Some of the stages contain their own time-related quirk. For example, in one you can “record” a shadow of yourself that repeats your last action, effectively allowing you to do two things at once. Particularly brilliant is the stage in which the flow of time is linked to your place on the x-axis. Move right, and time goes forward. Move left, and it goes backwards (and in a neat touch, so does the music). Since the y-axis is unaffected, thinking about your up-and-down movement is the key to success.

Also important: dressing snazzy.

Plotwise, the game appears at first to be quite straight-forward: you play Tim, who is on a quest to reach his beloved princess. Simple. Sure, the first stage is mysterously labeled “World 2,” but surely that doesn’t mean anything, right?

The Scene:

Tim has finally reached the last stage, oddly called World 1. His goal is to save the princess from a big, burly knight (looking awfully Donkey Kong-ish by design) who boasts “I’ve got you!”. Jumping out of her captor’s arms, the princess shouts “Help!” and she and Tim, who are on different horizontal planes, dash towards the right of the screen, where the paths intersect and they can finally be together. As Tim makes it to the porch outside the princess’ room, the only option the player has is to press the button that rewinds time, and the scene plays in reverse… or does it?

(The scene ends around 4:35 of the clip, although if you watch till the end you see another Mario reference, with the flag-raising and the castle.)

Slowly, you realize that the event played backwards tells a different tale, a darker tale, one suited for 2008 rather than 1985. Those switches the two were hitting to help each other progress? Now they’re trying to stop each other, with the other escaping just in time. And now, the princess approaches the knight, shouts “Help!” and jumps into his arms.

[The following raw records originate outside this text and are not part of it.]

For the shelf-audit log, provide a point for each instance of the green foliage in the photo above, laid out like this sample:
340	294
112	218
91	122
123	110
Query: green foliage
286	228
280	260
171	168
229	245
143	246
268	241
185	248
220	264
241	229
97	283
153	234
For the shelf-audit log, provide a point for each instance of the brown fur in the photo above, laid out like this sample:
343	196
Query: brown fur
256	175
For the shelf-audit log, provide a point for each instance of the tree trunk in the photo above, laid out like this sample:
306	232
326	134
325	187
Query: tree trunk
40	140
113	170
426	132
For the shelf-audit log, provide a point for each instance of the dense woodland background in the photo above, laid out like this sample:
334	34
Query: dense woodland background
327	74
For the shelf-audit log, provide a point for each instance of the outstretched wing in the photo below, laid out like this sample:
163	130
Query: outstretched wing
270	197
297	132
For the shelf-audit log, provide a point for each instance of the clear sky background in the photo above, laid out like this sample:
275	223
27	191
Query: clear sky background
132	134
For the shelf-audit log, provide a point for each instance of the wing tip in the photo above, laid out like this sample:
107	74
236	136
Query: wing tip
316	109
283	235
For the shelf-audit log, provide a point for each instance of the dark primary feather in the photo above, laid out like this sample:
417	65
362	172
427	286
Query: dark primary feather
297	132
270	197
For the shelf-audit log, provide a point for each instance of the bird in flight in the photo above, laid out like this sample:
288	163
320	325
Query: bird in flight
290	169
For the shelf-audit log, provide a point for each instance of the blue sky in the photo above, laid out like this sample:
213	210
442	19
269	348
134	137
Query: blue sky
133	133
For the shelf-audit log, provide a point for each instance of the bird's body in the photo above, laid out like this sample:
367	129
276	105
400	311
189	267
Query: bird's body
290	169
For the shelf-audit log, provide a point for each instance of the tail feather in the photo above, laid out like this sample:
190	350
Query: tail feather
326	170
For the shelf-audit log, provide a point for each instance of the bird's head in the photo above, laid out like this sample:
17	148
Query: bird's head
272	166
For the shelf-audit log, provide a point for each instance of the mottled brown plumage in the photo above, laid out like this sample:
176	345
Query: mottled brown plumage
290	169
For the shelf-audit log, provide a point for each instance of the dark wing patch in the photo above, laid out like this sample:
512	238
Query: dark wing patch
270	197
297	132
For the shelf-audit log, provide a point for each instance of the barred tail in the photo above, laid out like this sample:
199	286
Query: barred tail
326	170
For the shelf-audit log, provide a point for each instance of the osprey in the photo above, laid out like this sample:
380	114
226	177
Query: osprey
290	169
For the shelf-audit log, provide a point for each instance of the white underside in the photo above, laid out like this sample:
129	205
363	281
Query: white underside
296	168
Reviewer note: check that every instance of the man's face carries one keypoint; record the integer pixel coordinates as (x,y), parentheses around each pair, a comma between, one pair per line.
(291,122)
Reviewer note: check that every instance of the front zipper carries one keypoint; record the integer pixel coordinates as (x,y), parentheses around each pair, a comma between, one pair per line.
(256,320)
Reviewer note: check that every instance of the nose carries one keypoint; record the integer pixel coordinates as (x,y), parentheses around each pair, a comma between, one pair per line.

He declares “I’ve got you!” and the two ascend the rope they descended from the first time.

So it turns out your perception of time was reversed (notice how the first time, the cannonballs go back into the cannon, and the chandelier puts itself back together). Tim wasn’t saving the princess from the knight, the knight was saving her from Tim, who evidently had been leering outside her window like a creepy stalker. In short, the bad guy is you.

This scene blew my mind the first time I saw it. As a lifelong gamer, it’s not often that I’m taken off-guard, but I genuinely didn’t see this twist coming. I also appreciate that the game doesn’t beat you over the head with it, but rather lets the player piece the truth together on their own. In fact, creator Jonathan Blow has stated that he designed the game to be open to interpretation. (As you may have deduced from some of the “books” Tim read in the clip, one of these is that the game is about the creation of the atomic bomb.)

Also, as I’ve been alluding to, this scene turns the standard Mario formula on its head. For one thing, it gives the damsel-in-distress a much more active role, asking “What if the princess doesn’t love you back?”. For another, I off-handedly mentioned in my Bioshock entry that we’ve been trained since that first Mario platformer to run to the right of the screen, because that’s where the goal is. With the exception of multi-level stages, that rule has generally held true for 2D games. Braid plays with this convention by making the “true” scene the one in which you run… left.